Weekly S&P500 ChartStorm - 3 March 2024
This week: monthly update, seasons and cycles, supply and demand, valuations, analyst extremes, big sectors, market history, conditional seasonality...
Welcome to the latest Weekly S&P500 #ChartStorm!
Learnings and conclusions from this week’s charts:
The S&P500 closed up 5.2% in Feb (6.8% YTD).
A positive Jan/Feb is historically a good sign for the year ahead.
Albeit, election years tend to see a strong Jan/Feb and a weak Mar/Apr.
SMID caps are cheap, large caps expensive.
Analysts are very optimistic on long-term earnings growth (which has historically been a contrarian signal).
Overall, after a great start to the year, there is certainly a feel of self-reinforcing bullishness in the market. While you don’t want to get too fixated on seasonality, the playbook for this year of up in Jan/Feb, down in Mar/Apr and then wobbling up to the right for the rest of the year doesn’t seem at all out of place given how sentiment is tracking at the moment and the relatively smooth ride so far.
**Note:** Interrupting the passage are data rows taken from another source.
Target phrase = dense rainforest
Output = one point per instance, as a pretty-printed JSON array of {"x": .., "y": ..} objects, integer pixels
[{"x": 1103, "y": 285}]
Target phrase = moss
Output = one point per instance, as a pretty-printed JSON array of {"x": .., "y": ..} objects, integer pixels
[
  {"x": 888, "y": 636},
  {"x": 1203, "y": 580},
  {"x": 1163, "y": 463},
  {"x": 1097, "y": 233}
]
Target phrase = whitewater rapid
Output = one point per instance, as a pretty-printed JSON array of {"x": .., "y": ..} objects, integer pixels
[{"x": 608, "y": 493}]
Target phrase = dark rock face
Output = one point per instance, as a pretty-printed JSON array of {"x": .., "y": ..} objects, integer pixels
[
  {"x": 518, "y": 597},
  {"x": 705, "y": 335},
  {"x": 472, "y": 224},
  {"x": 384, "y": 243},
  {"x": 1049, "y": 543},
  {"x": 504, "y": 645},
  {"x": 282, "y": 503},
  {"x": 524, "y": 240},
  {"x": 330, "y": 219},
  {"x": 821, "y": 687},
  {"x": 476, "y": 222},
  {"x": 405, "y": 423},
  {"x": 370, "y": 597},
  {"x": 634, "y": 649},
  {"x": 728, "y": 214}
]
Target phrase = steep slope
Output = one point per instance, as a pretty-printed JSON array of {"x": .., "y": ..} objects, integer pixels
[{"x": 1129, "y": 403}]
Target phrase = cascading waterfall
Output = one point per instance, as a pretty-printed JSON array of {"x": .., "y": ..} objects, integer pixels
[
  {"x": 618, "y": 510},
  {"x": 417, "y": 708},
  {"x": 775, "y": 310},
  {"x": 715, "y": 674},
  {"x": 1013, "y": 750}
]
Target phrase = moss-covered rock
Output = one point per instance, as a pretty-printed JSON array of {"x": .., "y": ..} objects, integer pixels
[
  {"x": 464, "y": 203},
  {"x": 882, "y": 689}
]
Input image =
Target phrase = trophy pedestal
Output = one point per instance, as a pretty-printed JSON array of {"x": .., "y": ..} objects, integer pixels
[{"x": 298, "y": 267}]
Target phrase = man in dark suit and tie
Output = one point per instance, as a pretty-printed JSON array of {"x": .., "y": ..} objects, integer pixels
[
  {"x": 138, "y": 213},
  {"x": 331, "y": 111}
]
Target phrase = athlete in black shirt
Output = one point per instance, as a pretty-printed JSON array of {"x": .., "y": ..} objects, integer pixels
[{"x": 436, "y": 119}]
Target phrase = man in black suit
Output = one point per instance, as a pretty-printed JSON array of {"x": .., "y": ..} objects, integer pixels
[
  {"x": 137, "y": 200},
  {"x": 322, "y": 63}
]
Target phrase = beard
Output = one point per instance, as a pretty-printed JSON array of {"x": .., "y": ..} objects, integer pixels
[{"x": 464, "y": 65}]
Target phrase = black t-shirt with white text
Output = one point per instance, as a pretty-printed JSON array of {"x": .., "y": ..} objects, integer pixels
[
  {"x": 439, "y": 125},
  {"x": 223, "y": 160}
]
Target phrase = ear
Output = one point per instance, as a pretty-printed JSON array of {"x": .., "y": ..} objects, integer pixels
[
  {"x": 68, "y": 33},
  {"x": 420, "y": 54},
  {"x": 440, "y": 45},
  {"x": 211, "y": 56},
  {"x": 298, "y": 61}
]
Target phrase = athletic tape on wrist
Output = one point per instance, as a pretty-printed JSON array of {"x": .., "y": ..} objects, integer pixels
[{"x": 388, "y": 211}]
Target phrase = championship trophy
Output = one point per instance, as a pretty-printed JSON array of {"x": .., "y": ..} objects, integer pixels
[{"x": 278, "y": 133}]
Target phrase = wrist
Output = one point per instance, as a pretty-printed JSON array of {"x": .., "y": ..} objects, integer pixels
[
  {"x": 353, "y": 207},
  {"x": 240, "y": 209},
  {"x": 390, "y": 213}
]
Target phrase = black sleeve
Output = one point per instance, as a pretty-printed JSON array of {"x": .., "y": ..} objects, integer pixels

1. Happy New Month: The S&P500 closed up +5.2% in February, placing it up +6.8% YTD (and topping the asset class return tables). The market is comfortably sailing on to new all-time highs in nominal terms (albeit in CPI adjusted terms still about 3% off the all-time high), and comfortably above its 10-month moving average. Not much else to say on this — a picture of strength.